It is time to put an end to the Die Hard genre. After the masterful original Die Hard, we have had to suffer through countless carbon copies. We’ve seen Die Hard on a Boat, on a Plane, on a Train. We’ve suffered through a Die Hard in a sporting arena, and in an amusement park. Now, the clones have hit an all time low with the Die-Hard-in-a-School, Masterminds.
Ozzie (Vincent Kartheiser) is a genius troublemaker, who, when he’s not blowing up the school chemistry lab, is busy pirating the latest software games (in a particularly unintentionally humorous sequence, a game company has a graphically-intense, ala Quake, backdoor interface into their computer system, which, besides being horrendously impractical, is probably better than the game they’re developing inside.)
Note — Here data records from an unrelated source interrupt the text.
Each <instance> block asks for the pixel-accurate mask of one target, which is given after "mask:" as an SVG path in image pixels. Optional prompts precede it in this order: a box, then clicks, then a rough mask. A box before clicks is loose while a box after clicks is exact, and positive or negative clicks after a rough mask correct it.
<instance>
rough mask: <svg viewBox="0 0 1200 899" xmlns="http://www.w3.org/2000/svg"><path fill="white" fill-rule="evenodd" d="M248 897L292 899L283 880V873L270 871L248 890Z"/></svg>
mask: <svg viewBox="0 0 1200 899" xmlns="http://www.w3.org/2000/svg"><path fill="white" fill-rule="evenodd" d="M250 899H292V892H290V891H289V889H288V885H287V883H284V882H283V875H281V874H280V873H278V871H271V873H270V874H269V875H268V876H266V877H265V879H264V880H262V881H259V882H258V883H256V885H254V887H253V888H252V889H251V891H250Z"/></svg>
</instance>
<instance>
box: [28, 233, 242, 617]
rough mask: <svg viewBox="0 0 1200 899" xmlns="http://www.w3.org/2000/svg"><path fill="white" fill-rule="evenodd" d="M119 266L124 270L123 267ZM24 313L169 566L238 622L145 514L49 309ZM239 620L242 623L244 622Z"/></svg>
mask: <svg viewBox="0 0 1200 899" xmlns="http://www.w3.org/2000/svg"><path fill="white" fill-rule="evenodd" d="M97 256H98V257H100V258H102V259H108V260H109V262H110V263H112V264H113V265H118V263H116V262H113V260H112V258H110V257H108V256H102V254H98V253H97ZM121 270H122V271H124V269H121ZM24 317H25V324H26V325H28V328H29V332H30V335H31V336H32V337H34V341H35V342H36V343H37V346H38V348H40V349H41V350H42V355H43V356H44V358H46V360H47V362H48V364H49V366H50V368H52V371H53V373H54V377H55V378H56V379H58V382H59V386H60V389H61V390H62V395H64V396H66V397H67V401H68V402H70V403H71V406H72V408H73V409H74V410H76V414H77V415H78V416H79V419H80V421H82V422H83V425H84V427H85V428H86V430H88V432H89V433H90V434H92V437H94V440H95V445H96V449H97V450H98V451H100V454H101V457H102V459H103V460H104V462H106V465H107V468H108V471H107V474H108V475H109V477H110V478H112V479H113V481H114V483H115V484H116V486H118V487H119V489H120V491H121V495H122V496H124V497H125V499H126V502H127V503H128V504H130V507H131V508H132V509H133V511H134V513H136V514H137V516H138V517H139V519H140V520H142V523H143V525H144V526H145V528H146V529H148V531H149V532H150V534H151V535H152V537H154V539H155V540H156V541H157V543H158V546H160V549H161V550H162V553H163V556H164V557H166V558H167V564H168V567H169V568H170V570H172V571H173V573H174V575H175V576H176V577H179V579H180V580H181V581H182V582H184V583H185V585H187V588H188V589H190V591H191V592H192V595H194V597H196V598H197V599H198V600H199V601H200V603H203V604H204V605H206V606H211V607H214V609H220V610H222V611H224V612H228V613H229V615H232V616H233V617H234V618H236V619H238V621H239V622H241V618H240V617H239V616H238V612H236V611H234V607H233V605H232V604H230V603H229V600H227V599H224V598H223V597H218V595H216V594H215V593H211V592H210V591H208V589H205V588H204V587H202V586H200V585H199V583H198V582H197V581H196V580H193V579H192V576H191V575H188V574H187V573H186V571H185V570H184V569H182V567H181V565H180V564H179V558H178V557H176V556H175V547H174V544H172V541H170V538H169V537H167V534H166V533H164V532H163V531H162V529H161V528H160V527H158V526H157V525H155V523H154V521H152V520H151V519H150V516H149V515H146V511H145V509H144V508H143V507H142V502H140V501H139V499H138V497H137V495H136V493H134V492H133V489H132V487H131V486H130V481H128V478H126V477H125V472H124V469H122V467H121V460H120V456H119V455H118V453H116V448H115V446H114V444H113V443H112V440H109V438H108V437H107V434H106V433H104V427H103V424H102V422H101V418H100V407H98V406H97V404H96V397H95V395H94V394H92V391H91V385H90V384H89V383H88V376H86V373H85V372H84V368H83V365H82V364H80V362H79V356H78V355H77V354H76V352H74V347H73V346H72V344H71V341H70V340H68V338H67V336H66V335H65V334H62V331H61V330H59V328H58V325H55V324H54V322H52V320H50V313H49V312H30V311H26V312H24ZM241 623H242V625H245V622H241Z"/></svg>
After being threatened by his father (Matt Craven) with military school (how original!), Ozzie promises to go straight. However, no sooner than he drops his little sister (Katie Stuart) off at her rich-kid boarding school does he revert to his old ways. However, he finds himself trapped on the campus when Rafe Bentley (Patrick Stewart), the school’s new security advisor, leads an international team of terrorists to take the school hostage.
Of course, this film is aimed at a younger audience than the traditional Die Hard clone, so the terrorists shoot people with sleeping darts, and only switch to live ammo when they are destroying property or vacant vehicles. (Heck, there are even land mines that wait until everyone is clear before exploding in a plume of dirt). But all the other Die Hard trappings are there: crawling through the air ducts, communicating to a close friend via the world’s most powerful walkie talkie, and a villain who knows police procedures better than the police do. Unfortunately, they’re not done very well.
Well, nothing in the film is. The first problem is with Ozzie. He’s such an annoying brat that you instantly start rooting for the bad guys. Unfortunately, they’re all bumbling buffoons, incapable of capturing a legless cat, so there’s no hope remaining. Beside Mr. Bentley, the bad guys are all interchangable pawns, present only to provide an obstacle. And Patrick Stewart isn’t terribly interesting as Bentley, though he’s probably the best thing in the film.
The plotting is overly simplistic and inane. There’s only one plot twist that even remotely takes you by surprise, and that one has no ramifications at all on the plot. It’s simply there to masquerade the foul stench emminating from this movie. The only worthwhile moments here were stolen from better films, and there are very few worthwhile moments.
I’m not sure who the film’s target audience is. I’m guessing little kids and hermits who don’t know better. There are much better films they could choose.